US-based LatAm equity funds have small net inflow in latest week
March 5, 2021 |
Fund flows modestly positive, but assets under management drop by nearly $700 mln in down market for the week ended March 3
Investors in US-based Latin American focused equity mutual and exchange traded funds took in a modest $10 million in net new money for the week ended March 3, however a drop in market prices slashed assets under management, new data shows.
Fresh capital moved into the 27 US-based funds monitored by Lipper, the mutual fund tracking service of data provider Refinitiv, for a second week in a row. The amount of assets under management (AUM) fell by $695 million, or 6.33%, to $10.3 billion in the latest week. At their peak in January 2011, these Latin American equity-focused funds held nearly $23.5 billion.
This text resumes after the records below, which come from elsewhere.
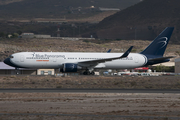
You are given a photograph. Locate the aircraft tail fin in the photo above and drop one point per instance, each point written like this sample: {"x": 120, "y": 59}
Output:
{"x": 158, "y": 46}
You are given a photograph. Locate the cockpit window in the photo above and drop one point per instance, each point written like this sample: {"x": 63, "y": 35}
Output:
{"x": 11, "y": 56}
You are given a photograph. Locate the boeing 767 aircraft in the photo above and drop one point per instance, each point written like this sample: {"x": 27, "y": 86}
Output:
{"x": 87, "y": 62}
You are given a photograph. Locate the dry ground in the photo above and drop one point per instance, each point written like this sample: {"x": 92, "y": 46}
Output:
{"x": 119, "y": 82}
{"x": 88, "y": 106}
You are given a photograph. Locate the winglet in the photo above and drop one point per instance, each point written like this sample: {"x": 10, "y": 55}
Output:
{"x": 127, "y": 52}
{"x": 109, "y": 51}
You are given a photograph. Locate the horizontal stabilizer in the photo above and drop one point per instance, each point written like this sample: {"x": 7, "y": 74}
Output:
{"x": 161, "y": 58}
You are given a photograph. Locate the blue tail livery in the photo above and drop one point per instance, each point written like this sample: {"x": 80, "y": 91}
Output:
{"x": 155, "y": 51}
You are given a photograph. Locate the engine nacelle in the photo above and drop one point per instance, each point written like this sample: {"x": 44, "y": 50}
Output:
{"x": 69, "y": 67}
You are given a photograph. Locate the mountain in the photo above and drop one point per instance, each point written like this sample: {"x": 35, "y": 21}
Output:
{"x": 56, "y": 8}
{"x": 144, "y": 20}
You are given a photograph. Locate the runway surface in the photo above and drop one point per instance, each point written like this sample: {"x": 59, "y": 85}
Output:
{"x": 54, "y": 90}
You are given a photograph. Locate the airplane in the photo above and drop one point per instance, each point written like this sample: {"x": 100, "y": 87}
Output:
{"x": 88, "y": 62}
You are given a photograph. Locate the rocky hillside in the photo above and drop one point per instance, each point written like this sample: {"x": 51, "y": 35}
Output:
{"x": 57, "y": 8}
{"x": 144, "y": 20}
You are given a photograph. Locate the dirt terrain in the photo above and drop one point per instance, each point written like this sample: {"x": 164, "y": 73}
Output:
{"x": 118, "y": 82}
{"x": 87, "y": 106}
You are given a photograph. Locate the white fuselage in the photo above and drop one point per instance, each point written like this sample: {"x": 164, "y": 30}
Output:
{"x": 57, "y": 59}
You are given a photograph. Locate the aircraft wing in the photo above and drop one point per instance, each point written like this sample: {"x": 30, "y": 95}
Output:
{"x": 160, "y": 59}
{"x": 95, "y": 62}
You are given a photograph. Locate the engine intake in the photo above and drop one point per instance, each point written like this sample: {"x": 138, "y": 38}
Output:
{"x": 70, "y": 67}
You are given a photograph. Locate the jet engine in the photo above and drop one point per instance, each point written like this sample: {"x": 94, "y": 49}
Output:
{"x": 70, "y": 67}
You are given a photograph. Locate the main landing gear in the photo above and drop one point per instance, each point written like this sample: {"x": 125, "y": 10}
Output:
{"x": 87, "y": 72}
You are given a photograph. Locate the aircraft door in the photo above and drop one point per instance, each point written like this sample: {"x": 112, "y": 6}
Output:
{"x": 54, "y": 59}
{"x": 136, "y": 59}
{"x": 22, "y": 58}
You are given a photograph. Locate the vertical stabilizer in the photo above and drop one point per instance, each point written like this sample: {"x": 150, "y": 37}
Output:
{"x": 158, "y": 46}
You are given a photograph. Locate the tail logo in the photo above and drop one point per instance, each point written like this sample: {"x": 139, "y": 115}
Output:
{"x": 163, "y": 42}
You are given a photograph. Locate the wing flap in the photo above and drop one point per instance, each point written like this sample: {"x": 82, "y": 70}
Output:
{"x": 95, "y": 62}
{"x": 162, "y": 58}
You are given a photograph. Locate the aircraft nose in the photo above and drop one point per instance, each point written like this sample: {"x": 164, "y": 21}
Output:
{"x": 7, "y": 61}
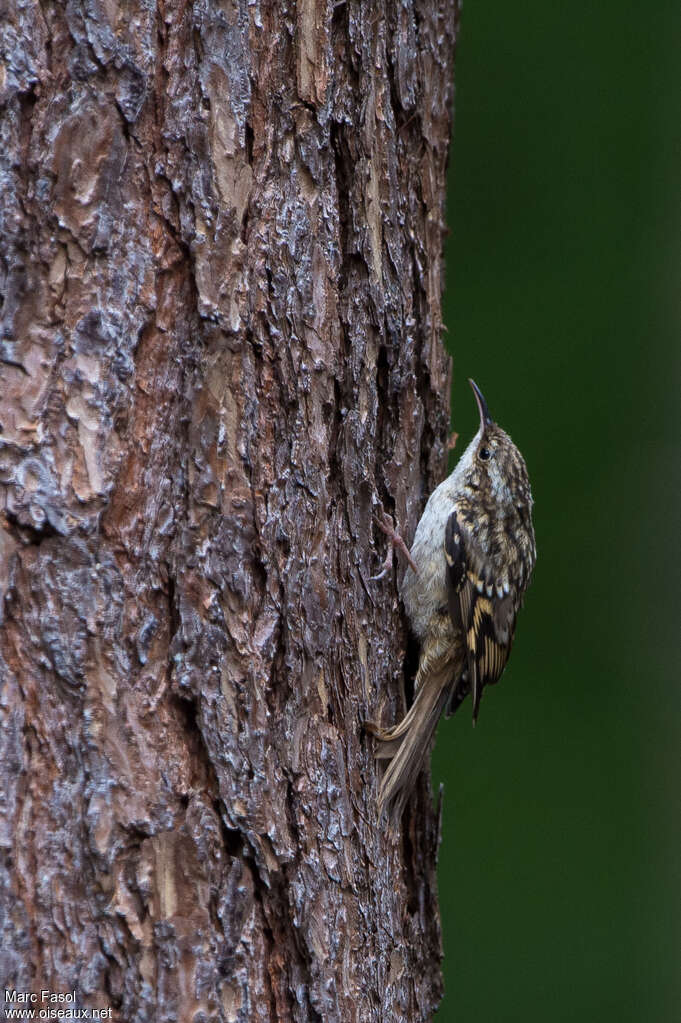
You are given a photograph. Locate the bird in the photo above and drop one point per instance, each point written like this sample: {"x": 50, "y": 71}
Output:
{"x": 469, "y": 565}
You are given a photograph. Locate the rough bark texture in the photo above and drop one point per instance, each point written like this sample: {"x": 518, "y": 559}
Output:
{"x": 221, "y": 234}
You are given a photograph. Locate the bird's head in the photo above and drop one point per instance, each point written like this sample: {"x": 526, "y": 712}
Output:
{"x": 493, "y": 469}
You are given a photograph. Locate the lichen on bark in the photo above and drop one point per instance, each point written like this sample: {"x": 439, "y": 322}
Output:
{"x": 221, "y": 347}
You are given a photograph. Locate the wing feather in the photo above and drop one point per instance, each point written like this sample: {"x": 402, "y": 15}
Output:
{"x": 488, "y": 622}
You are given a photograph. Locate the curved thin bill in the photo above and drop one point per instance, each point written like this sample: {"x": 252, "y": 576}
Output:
{"x": 485, "y": 416}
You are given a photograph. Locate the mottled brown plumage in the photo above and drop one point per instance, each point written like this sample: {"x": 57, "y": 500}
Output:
{"x": 474, "y": 553}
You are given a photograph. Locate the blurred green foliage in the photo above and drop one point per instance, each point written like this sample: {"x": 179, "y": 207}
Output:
{"x": 559, "y": 870}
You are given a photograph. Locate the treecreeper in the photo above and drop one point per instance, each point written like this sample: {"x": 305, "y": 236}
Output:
{"x": 469, "y": 565}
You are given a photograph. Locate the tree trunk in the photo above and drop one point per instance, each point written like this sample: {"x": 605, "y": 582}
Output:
{"x": 221, "y": 274}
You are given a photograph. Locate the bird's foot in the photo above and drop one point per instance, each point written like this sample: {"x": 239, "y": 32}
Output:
{"x": 384, "y": 523}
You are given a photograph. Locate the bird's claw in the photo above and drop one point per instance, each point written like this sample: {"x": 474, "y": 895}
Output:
{"x": 386, "y": 524}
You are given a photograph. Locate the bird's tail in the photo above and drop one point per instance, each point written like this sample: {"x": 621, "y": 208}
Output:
{"x": 407, "y": 744}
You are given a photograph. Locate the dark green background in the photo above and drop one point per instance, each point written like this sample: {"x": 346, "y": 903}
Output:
{"x": 560, "y": 866}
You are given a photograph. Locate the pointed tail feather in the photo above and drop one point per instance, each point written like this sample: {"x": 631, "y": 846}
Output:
{"x": 409, "y": 741}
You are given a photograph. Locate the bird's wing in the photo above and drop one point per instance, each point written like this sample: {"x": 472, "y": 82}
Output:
{"x": 487, "y": 620}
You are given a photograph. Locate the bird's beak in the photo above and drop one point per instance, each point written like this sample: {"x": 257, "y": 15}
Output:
{"x": 485, "y": 417}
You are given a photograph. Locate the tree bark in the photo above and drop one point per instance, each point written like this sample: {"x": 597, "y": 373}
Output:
{"x": 221, "y": 275}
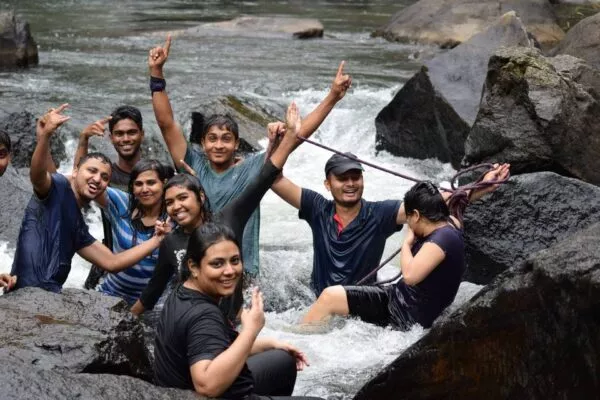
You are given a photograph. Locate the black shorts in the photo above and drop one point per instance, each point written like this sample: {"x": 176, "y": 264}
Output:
{"x": 370, "y": 303}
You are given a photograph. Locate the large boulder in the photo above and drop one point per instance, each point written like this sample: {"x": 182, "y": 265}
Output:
{"x": 441, "y": 102}
{"x": 76, "y": 331}
{"x": 17, "y": 47}
{"x": 20, "y": 126}
{"x": 583, "y": 41}
{"x": 14, "y": 196}
{"x": 450, "y": 22}
{"x": 536, "y": 118}
{"x": 24, "y": 382}
{"x": 301, "y": 28}
{"x": 534, "y": 333}
{"x": 251, "y": 116}
{"x": 529, "y": 213}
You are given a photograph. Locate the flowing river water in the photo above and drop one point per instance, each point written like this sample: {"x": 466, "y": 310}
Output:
{"x": 93, "y": 56}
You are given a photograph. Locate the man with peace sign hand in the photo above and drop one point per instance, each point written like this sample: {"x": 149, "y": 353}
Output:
{"x": 221, "y": 176}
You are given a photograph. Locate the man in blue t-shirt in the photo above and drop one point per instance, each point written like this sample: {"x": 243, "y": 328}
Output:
{"x": 349, "y": 233}
{"x": 53, "y": 228}
{"x": 221, "y": 175}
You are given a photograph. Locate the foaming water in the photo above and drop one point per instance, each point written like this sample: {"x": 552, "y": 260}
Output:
{"x": 95, "y": 69}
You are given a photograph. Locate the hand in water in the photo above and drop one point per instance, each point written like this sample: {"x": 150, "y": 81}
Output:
{"x": 95, "y": 129}
{"x": 341, "y": 82}
{"x": 49, "y": 122}
{"x": 158, "y": 57}
{"x": 7, "y": 281}
{"x": 253, "y": 318}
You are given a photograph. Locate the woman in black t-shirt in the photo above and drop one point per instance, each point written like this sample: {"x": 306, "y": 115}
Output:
{"x": 432, "y": 262}
{"x": 196, "y": 346}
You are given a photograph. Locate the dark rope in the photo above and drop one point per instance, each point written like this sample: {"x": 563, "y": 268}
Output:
{"x": 457, "y": 202}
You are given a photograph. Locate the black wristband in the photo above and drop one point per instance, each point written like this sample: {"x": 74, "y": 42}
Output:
{"x": 157, "y": 84}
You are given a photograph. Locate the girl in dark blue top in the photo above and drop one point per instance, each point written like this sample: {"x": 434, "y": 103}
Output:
{"x": 432, "y": 262}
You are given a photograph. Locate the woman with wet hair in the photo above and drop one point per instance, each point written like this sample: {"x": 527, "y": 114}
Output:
{"x": 132, "y": 216}
{"x": 432, "y": 263}
{"x": 188, "y": 206}
{"x": 197, "y": 347}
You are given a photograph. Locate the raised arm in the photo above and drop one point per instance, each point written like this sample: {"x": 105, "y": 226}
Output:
{"x": 95, "y": 129}
{"x": 40, "y": 171}
{"x": 163, "y": 112}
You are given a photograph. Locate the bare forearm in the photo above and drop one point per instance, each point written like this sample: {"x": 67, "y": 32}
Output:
{"x": 226, "y": 367}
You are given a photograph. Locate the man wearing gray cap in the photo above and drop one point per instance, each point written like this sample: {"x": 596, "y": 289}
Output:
{"x": 349, "y": 233}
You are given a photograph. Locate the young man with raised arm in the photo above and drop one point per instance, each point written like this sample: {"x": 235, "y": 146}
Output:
{"x": 53, "y": 228}
{"x": 221, "y": 176}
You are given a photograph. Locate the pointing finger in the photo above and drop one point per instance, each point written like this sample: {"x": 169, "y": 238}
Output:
{"x": 341, "y": 69}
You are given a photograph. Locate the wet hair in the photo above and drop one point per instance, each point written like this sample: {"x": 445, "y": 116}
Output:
{"x": 5, "y": 140}
{"x": 164, "y": 172}
{"x": 426, "y": 198}
{"x": 125, "y": 112}
{"x": 221, "y": 121}
{"x": 192, "y": 184}
{"x": 94, "y": 155}
{"x": 201, "y": 239}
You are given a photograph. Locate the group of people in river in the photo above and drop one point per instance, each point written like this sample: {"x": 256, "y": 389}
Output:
{"x": 179, "y": 246}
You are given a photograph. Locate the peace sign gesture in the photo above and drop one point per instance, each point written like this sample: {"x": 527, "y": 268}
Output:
{"x": 341, "y": 82}
{"x": 158, "y": 56}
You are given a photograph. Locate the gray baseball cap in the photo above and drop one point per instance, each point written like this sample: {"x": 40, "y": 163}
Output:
{"x": 338, "y": 164}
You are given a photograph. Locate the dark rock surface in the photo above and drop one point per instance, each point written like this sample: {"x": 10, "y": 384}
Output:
{"x": 450, "y": 22}
{"x": 14, "y": 196}
{"x": 301, "y": 28}
{"x": 534, "y": 333}
{"x": 535, "y": 118}
{"x": 419, "y": 123}
{"x": 21, "y": 128}
{"x": 22, "y": 382}
{"x": 76, "y": 331}
{"x": 529, "y": 213}
{"x": 583, "y": 41}
{"x": 17, "y": 47}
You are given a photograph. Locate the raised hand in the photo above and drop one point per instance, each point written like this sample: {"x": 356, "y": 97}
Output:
{"x": 341, "y": 82}
{"x": 95, "y": 129}
{"x": 253, "y": 318}
{"x": 49, "y": 122}
{"x": 158, "y": 57}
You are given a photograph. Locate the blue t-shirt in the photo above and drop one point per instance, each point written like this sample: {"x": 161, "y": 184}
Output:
{"x": 129, "y": 283}
{"x": 346, "y": 258}
{"x": 425, "y": 301}
{"x": 52, "y": 231}
{"x": 221, "y": 188}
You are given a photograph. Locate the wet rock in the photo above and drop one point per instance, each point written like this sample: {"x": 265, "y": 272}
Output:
{"x": 528, "y": 214}
{"x": 76, "y": 331}
{"x": 455, "y": 79}
{"x": 536, "y": 118}
{"x": 20, "y": 126}
{"x": 14, "y": 196}
{"x": 17, "y": 47}
{"x": 251, "y": 116}
{"x": 583, "y": 41}
{"x": 533, "y": 333}
{"x": 449, "y": 22}
{"x": 22, "y": 382}
{"x": 301, "y": 28}
{"x": 419, "y": 123}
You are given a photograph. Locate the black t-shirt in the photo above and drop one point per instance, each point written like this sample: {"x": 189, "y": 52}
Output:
{"x": 192, "y": 328}
{"x": 235, "y": 215}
During the latest weekly reporting period, the benchmark MSCI Latin America stock index fell 5.72%. The index has recovered 60.44% from the March 23, 2020 COVID-19 trough, which was its weakest point in more than 15 years. The index still sits 25.64% below the pre-COVID peak in early January 2020.
In the context of overall US mutual funds invested in the global emerging market equity space, the 725 funds tracked saw inflows of $2.7 billion, extending a streak of fresh money intake to 17 weeks. That is the longest stretch of inflows since early 2019, the data shows. However, the AUM fell by $3.7 billion, or 0.65% to $559 billion from the record high level of $583.5 billion in late February.
Emerging market debt funds had a net outflow of $213 million. AUM of the 271 funds tracked was down $849 million, or 1.25% to $67.3 billion.